My Excel-fu is weak, but this is probably what you want:

I would create an Excel file containing a couple of worksheets: one containing your lookup tables and another sheet containing macros which pull the data from the customer’s file and apply the substitutions automatically. You can then export that sheet as tab-delimited text for your AppleScript to place into the artwork.

estockly · May 18, 2022, 4:45pm

OK, this is sending me back down a rabbit hole I looked at before.

With this specific data, this wouldn’t help, but I’m getting more and more info from various sources and I’m either web scraping, or sending users to a URL in the browser and they’re copy/pasting the info.

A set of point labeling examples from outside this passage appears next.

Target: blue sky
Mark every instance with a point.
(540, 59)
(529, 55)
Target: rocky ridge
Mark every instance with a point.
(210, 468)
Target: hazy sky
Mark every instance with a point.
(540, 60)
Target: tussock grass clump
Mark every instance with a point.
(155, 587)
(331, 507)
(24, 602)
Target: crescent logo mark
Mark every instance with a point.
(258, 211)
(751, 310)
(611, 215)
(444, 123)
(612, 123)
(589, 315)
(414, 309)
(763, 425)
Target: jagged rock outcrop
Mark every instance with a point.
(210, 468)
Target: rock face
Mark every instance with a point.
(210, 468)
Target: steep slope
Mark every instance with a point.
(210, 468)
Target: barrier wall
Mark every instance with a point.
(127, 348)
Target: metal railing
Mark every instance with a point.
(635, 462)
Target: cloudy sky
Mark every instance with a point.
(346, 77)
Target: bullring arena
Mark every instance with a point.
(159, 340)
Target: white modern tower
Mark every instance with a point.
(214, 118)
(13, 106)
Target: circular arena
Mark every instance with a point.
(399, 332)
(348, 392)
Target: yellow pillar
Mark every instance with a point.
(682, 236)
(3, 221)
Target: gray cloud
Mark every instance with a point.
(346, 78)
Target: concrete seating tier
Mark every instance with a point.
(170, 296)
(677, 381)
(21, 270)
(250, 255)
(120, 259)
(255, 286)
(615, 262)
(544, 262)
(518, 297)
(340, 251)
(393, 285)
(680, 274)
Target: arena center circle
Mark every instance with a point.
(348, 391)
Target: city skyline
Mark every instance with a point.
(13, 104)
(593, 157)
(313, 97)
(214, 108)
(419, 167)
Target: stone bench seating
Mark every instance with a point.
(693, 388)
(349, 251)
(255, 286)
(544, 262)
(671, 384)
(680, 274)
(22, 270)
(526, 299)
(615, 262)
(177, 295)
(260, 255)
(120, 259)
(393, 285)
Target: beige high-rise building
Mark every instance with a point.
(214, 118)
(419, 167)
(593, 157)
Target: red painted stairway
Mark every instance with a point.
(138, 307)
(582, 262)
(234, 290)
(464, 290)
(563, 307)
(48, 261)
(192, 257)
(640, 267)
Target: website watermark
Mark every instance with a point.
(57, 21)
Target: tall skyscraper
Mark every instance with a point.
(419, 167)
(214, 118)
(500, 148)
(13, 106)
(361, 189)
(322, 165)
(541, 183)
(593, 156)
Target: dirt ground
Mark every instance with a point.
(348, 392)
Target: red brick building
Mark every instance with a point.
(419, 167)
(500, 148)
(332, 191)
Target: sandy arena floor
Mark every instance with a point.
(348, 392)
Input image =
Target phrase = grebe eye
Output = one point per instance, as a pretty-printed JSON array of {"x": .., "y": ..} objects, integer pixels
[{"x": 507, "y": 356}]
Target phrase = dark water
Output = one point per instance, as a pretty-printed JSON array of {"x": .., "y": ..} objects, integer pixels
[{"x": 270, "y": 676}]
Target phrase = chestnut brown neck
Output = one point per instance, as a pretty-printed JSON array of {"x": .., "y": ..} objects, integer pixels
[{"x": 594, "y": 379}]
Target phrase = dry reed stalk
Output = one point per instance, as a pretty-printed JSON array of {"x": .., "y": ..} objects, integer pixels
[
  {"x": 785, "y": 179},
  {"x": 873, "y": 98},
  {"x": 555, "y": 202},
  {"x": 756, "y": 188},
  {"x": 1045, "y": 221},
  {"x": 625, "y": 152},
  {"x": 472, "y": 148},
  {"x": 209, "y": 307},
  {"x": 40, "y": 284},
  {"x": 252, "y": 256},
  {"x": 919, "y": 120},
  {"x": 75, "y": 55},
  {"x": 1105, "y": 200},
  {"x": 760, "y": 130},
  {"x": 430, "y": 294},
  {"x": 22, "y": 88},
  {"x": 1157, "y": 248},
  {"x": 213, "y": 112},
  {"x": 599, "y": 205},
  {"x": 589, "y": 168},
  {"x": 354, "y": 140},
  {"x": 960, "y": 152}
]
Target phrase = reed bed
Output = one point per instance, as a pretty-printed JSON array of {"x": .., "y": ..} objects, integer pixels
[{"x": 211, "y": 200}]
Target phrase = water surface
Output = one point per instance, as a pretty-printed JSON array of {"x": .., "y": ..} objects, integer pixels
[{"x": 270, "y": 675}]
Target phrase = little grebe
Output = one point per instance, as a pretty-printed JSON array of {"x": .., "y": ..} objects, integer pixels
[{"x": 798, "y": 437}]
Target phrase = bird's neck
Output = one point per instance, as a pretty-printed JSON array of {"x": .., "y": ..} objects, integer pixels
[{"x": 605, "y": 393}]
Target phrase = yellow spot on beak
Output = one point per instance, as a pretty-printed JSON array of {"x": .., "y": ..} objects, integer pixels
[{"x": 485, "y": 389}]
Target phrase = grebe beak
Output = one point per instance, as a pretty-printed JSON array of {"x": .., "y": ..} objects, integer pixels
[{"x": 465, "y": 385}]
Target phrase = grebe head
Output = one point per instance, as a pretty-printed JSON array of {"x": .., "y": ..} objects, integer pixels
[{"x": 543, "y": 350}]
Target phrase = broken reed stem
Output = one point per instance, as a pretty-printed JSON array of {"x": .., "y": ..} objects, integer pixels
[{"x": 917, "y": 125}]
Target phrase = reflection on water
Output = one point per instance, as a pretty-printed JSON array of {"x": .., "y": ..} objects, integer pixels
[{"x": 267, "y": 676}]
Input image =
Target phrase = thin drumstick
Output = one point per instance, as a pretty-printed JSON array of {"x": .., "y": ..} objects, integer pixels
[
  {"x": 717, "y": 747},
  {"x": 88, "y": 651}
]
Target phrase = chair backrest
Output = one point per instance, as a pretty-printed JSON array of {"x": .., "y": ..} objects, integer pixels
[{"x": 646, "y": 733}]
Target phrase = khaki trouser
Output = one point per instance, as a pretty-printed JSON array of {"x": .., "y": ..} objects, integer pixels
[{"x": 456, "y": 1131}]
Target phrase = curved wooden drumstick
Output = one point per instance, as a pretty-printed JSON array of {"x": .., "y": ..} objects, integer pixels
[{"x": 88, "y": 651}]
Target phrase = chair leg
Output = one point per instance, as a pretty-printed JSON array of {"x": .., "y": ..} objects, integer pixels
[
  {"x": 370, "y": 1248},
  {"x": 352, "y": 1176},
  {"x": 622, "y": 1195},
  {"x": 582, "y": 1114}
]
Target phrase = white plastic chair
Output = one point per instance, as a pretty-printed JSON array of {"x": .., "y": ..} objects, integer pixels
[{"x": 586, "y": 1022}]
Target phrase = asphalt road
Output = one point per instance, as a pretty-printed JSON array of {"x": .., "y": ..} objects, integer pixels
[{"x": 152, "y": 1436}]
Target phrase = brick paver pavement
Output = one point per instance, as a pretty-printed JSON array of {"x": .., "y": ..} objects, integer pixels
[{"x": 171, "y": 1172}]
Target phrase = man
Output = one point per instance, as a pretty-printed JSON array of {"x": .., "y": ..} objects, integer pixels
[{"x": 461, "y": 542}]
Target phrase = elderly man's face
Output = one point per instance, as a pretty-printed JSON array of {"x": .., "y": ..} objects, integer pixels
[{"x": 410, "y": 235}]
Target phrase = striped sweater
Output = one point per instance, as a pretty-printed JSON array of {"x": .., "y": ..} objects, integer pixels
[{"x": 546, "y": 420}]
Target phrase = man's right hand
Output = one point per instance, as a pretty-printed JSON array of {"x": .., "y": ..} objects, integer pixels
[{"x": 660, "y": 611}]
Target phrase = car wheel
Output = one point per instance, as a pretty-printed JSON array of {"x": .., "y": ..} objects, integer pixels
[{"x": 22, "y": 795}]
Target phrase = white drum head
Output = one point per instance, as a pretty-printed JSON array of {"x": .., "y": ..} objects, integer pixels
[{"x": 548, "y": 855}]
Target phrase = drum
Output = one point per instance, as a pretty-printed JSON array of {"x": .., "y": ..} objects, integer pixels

But, from the looks of it, if I could access from AppleScript (or JavaScript from inside an appleScript; or AppleScriptObjC; or shell scripting) public APIs via this platform (or any other) that would be supercool.

https://www.postman.com

kerflooey · May 18, 2022, 9:25pm

I don’t know if its appropriate in this case, but I do a lot of XLS → Filemaker database (FM imports Excel spreadsheets) → Filemaker calculations to parse/auto-reformat to pub styles → Applescript for output to InDesign.

FM and Applescript work very well together. FM also has its own simple native scripting system, and can display font styles/colors/sizes/etc as well as graphics to reproduce and preview the target InDesign output. It can access or import most online data sources directly, and has a “web viewer” to access and display web pages (among other things). JSON and Javascript are also now supported.